Panama: The Prospect of More Business for American Manufacturers

By April 3, 2007Trade

The President has notified Congress that he intends to sign a free trade agreement (FTA) with Panama. This is good news for America’s manufacturers, as the more trade agreements we have, the more markets we open for US-made goods. Exports are growing much faster than imports in part because we are opening new markets through trade deals.

Recall that in only one year after CAFTA, we went from a $1 billion trade deficit with CAFTA countries to a $1 billion trade surplus. Doesn’t take a trade expert to figure out that CAFTA opened markets, helped drive exports to those countries.

Here’s a link to our press release, hailing this most recent good news. You’ll see our new trade policy director Doug Goudie quoted as saying that our trade with FTA countries accounts for half of our overall trade but only six percent of our trade deficit. Let’s hope we have more FTA’s.

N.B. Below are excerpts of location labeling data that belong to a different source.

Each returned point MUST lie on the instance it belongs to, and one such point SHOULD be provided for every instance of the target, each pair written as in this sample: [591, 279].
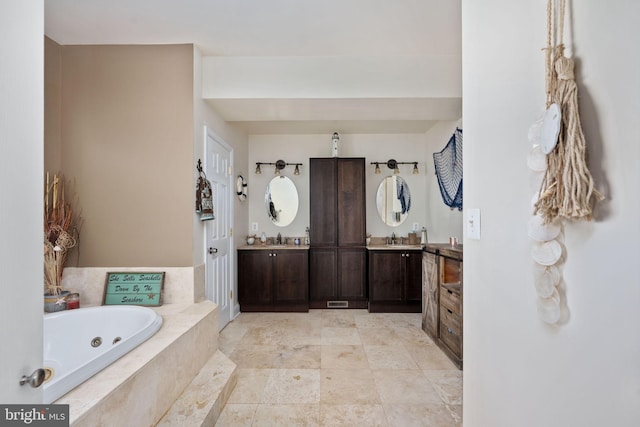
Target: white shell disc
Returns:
[550, 128]
[536, 159]
[549, 308]
[546, 253]
[546, 278]
[541, 232]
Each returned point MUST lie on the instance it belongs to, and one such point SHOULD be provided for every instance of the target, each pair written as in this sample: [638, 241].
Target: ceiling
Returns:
[284, 28]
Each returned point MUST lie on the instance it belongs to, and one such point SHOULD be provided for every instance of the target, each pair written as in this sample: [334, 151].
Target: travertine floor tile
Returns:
[338, 368]
[286, 386]
[405, 386]
[429, 357]
[254, 356]
[448, 384]
[389, 357]
[340, 336]
[418, 415]
[352, 415]
[298, 356]
[347, 386]
[379, 336]
[237, 415]
[343, 357]
[287, 415]
[250, 385]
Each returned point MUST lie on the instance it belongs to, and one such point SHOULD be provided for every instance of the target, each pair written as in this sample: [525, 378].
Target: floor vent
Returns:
[337, 304]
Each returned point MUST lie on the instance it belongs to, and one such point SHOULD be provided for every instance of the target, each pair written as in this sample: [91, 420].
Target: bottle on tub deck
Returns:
[423, 237]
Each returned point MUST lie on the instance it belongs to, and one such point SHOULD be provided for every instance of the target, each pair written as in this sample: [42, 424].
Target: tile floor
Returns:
[338, 368]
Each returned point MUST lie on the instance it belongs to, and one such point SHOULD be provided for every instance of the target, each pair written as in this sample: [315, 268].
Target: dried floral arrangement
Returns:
[61, 232]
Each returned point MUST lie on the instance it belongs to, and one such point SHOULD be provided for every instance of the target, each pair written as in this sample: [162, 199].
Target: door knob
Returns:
[35, 379]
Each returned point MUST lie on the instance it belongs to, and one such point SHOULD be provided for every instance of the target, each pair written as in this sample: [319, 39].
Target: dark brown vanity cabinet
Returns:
[395, 281]
[442, 299]
[273, 280]
[337, 256]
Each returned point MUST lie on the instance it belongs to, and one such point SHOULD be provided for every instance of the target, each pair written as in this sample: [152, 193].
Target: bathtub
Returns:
[80, 343]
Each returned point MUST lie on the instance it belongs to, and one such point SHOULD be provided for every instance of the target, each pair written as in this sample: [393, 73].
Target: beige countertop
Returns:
[398, 247]
[261, 247]
[445, 249]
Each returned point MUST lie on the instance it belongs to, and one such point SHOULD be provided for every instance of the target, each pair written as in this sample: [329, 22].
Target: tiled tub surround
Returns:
[140, 387]
[338, 368]
[182, 285]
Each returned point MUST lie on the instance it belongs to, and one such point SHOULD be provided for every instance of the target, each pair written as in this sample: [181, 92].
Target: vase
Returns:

UPDATE (By Carter Wood, 9:40 a.m.): Want to help the economic revival of post-Katrina New Orleans? Support the U.S.-Panama FTA, allowing U.S. manufacturers and businesses to take full advantage of the $5.5 billion Panama Canal expansion. From Time Magazine:

The plan calls for adding a third set of locks, wide enough to serve the supersize, post-Panamax vessels–those carrying more than 5,000 20-ft.-long containers–that many consider the future of commercial-cargo shipping. The canal’s Old World competitor, Egypt’s Suez Canal, can already accommodate the bigger vessels. A resized Panama Canal could be a boon to U.S. ports on the Gulf and East coasts, which currently handle post-Panamax cargo directly to and from Asia only via the lengthier Suez route. Says Gary LaGrange, CEO of the Port of New Orleans: “This will be monumental for maritime trade on the Gulf Coast.”

Join the discussion One Comment

  • Joe Dragon says:

    Ah yes, another great trade deal where we are going to export billion of dollars worth of goods and services. It will be much like NAFTA. Let’s see if your predictions will be any better than the “Hufbauer-Schott team”. You remember them, right? The guys that made that little 5 or maybe 6 billion dollar “Mistake in judgment”.